Ensuite, la chefferie est garante de la meilleure vie pour sa population. Nous faisons face à des civilisations multiples avec des manières différentes de penser et d’agir. Or nous avons la conviction que notre tradition n’a que deux finalités : glorifier Dieu et rechercher le bien-être de l’homme. Étudier le sens des différentes cérémonies traditionnelles et dites-moi celles qui vante le mal. Aucune ! Les influences extérieures rendent la tache aussi difficile à la chefferie traditionnelle qui doit maintenir le lien entre la population qui lui est confiée et Dieu. Personne ne devrait s’égarer. Le peuple n’est pas en marge lorsqu’il considère le chef comme son Dieu, d’où l’expression « SSE LA’ ». L’autonomie est également financière. Au regard de la lourde responsabilité qui incombe au chef, la chefferie traditionnelle devrait trouver les moyens de sa politique, avoir des ressources pour faire fonctionner les différents organes de la chefferie. Il y a toute une organisation à la chefferie.
Enfin, les chefferies sont les gardiens des traditions, des objets et des forets sacrées.
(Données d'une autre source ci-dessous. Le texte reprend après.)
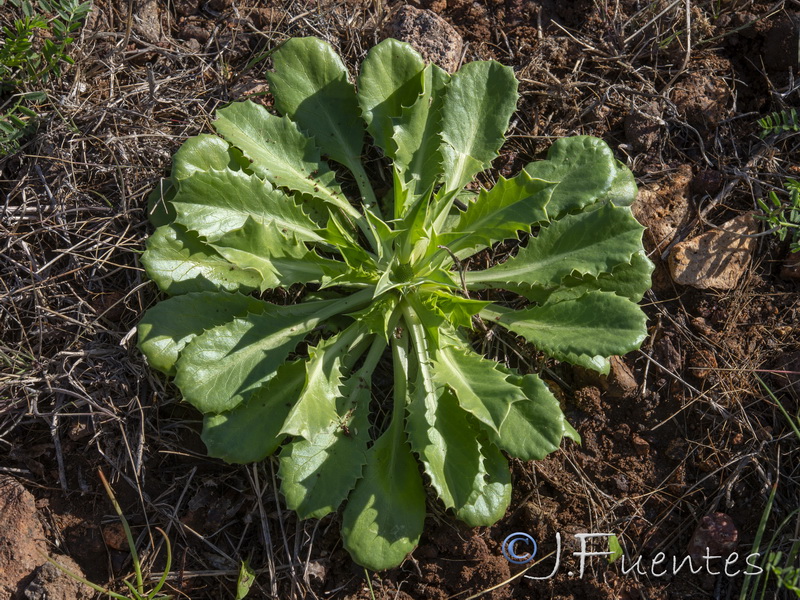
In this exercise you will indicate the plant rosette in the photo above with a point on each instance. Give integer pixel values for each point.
(259, 206)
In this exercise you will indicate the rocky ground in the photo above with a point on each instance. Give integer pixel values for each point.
(682, 444)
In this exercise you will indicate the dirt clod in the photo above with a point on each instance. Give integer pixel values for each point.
(50, 583)
(715, 534)
(716, 259)
(703, 99)
(22, 541)
(433, 37)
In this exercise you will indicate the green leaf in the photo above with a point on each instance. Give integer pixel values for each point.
(390, 79)
(222, 367)
(481, 389)
(385, 513)
(418, 161)
(583, 331)
(318, 473)
(457, 310)
(310, 85)
(215, 203)
(583, 169)
(251, 431)
(167, 327)
(180, 263)
(512, 205)
(588, 243)
(315, 410)
(479, 102)
(203, 153)
(279, 258)
(247, 577)
(630, 281)
(453, 455)
(534, 426)
(280, 153)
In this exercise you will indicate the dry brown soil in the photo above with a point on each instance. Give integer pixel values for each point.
(681, 431)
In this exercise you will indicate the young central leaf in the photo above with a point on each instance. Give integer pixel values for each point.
(360, 285)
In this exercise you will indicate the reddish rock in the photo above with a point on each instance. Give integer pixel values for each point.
(716, 259)
(715, 532)
(430, 35)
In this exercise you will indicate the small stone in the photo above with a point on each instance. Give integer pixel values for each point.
(114, 536)
(703, 363)
(622, 382)
(430, 35)
(664, 207)
(50, 583)
(715, 534)
(791, 266)
(703, 99)
(716, 259)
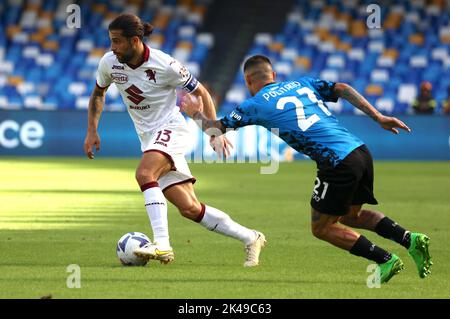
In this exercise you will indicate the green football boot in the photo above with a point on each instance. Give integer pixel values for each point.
(390, 268)
(419, 252)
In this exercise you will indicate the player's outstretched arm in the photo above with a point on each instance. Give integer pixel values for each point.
(96, 103)
(218, 142)
(357, 100)
(193, 107)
Aussi, c’est un lieu de rencontre pour des multiples évènements culturel, politique… il faut des infrastructures pour encadrer cela. Ex. chaque chef crée en principe un koon, si j’ai pu créer le mien comme selon les règles coutumières, il ne sera pas évident pour ceux qui viendront après moi. On aura sans doute un problème d’espace et il faut déjà y penser des maintenant. En somme nous devons encourager les chefferies traditionnelles dans leur rôle purement humanitaire afin d’éviter que les dérives sociales nous versent dans la déperdition et nous éloigne du salut divin.